In freeze dried sample the concentration of arsenic (As) was 8.96 mg/kg and lowest (5.166 mg/kg) in ethanol extracted residues. The concentration of Arsenic (As) in krill was below the permissible limit of 76 mg/kg established by the USFDA (1993).

The concentration of iron (Fe) also increased after extraction and the highest concentration was observed in hexane extracted residues. Thus, heavy metal concentration in krill was below the highest permissible limit. These levels are therefore not hazardous to human health. On the other hand, Fe and Zn were found highest amount, which are beneficial for human health. So it can be good source of Fe and Zn.

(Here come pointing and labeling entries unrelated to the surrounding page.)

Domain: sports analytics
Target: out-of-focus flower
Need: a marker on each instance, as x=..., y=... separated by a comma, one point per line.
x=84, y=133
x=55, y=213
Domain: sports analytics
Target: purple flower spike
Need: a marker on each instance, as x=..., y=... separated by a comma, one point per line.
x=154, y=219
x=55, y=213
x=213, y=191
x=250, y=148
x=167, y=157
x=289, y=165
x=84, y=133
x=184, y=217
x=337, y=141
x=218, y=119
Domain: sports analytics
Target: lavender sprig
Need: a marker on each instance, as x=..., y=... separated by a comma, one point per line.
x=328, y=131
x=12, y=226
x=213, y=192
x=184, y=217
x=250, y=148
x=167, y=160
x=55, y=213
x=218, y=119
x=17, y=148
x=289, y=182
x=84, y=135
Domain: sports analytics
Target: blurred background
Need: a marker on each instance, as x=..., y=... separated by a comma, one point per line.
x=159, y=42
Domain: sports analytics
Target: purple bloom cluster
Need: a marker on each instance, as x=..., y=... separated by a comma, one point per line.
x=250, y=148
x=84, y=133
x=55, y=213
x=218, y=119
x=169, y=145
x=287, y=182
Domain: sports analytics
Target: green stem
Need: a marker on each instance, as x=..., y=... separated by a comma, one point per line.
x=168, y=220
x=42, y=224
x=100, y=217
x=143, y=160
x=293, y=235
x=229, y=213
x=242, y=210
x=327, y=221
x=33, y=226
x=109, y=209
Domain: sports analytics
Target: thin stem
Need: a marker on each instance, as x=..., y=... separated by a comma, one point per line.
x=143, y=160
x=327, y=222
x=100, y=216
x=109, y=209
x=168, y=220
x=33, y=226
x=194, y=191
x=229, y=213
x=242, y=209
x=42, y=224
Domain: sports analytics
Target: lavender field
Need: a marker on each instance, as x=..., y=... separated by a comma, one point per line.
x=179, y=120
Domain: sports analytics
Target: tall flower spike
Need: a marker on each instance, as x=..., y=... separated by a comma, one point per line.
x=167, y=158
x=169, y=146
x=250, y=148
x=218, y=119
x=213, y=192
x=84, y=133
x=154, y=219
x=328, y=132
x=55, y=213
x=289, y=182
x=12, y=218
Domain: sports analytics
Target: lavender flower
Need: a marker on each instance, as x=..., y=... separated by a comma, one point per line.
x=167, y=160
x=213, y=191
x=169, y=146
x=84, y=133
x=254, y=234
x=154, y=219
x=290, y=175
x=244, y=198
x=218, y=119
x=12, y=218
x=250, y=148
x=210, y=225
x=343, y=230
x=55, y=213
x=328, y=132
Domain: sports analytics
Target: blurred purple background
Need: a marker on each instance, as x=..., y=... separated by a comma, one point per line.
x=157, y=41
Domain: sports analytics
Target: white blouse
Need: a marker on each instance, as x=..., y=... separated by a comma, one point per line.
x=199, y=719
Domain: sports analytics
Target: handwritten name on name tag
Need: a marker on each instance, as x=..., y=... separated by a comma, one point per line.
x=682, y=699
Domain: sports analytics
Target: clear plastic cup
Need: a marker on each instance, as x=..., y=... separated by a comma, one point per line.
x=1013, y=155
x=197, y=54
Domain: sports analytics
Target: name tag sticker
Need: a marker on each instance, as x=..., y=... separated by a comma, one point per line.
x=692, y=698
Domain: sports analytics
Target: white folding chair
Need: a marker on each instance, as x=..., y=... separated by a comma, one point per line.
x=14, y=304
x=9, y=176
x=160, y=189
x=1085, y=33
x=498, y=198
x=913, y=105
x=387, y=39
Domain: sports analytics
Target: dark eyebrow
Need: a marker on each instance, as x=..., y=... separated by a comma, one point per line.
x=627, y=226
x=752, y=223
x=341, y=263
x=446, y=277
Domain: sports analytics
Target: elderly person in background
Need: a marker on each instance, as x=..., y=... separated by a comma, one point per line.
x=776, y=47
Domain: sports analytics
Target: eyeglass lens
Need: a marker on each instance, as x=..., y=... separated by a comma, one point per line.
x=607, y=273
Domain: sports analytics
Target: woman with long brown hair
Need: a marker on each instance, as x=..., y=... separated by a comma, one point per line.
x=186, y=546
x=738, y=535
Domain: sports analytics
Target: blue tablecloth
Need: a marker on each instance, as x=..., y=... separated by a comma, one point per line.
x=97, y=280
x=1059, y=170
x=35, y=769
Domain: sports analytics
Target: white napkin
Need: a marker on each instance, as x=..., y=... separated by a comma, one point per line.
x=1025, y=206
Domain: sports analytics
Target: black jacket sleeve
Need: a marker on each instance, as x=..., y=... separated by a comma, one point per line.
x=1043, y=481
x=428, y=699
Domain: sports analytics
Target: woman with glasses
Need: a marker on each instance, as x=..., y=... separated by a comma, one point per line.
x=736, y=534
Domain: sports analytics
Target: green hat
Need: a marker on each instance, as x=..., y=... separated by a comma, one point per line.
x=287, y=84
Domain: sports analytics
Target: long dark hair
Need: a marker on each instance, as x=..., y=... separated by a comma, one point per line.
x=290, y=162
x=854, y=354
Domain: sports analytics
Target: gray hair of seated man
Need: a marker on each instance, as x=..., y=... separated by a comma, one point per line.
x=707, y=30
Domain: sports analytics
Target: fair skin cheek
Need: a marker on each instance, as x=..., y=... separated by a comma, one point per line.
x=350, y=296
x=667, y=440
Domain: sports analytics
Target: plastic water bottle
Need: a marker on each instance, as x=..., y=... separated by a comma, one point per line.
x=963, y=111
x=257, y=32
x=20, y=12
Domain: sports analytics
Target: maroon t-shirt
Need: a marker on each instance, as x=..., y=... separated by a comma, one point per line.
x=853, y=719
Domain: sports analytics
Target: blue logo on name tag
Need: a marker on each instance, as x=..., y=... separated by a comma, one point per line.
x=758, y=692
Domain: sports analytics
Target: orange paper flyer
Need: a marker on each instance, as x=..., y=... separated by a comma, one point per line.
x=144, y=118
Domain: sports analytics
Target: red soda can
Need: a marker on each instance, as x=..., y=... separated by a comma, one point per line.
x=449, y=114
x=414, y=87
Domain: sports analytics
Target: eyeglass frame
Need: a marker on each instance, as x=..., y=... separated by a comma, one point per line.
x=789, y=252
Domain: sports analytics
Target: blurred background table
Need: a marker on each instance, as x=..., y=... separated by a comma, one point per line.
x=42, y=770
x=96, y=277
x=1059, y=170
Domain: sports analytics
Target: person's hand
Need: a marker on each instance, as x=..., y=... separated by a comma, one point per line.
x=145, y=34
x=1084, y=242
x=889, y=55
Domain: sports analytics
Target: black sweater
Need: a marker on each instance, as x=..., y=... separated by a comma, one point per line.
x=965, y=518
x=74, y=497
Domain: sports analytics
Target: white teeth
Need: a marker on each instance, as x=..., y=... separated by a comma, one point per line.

Microbial safety is an important indicator to determine the quality of protein and storage period. Thus, freeze dried sample and extracted residues from different system were compared in certain days (90 days) interval at different temperature (5℃, -30℃, 20℃). Changes in total bacterial levels in oil extracted residues at different storage times are shown in Figs. 1-3. The total number of bacteria was increased in residues with storage period. It was found that SC-CO₂ extracted powder showed lowest microbial growth at different temperatures during storage. High pressure CO₂, various types of microbial activity can reduce the thing have been reported, and this inactivation mechanism of carbon dioxide, the fluidity and permeability with an increase in their essential areas destroyed as easily through the membrane can penetrate (Isenschimid et al., 1995). Additionally, under pressure, excessive CO₂ passes through cell membranes and pH buffering capacity of cell gradients and proton motive forces fail due to lower internal pH (Hong and Pyun, 1999). However, SC-CO₂ extraction method can be good method than solvent extraction method to maintain the krill product for long time storage.

[Fig. 1.] The changes of total counts (log CFU/ mL) at 5℃ during storage period. Error bars represent standard deviation with three replicates.

[Fig. 2.] The changes of total counts (log CFU/ mL) at 20℃ during storage period. Error bars represent standard deviation with three replicates.

[Fig. 3.] The change of total counts (log CFU/ mL) at -30℃ during storage period. Error bars represent standard deviation with three replicates.

AV and POV were determined to measure the oil quality and the oxidation state of lipids. It is used to measure the rancidity which occurs by auto oxidation state of lipid. POV increases when the oil is oxidized and AV increases when it is hydrolyzed. It was found that with increasing temperatures, both the AV and POV increased (Figs. 4 and 5). That result proportionally associated with free fatty acid (FFA) contents (Kanai et al., 2010). In supercritical CO₂ extraction, all the values were found lowest at 40℃.

[Fig. 4.] Comparison the acid value of krill oil after using different extraction methods. Error bars represent standard deviation with three replicates.

[Fig. 5.] Comparison the peroxide value of krill oil after using different extraction methods. Error bars represent standard deviation with three replicates.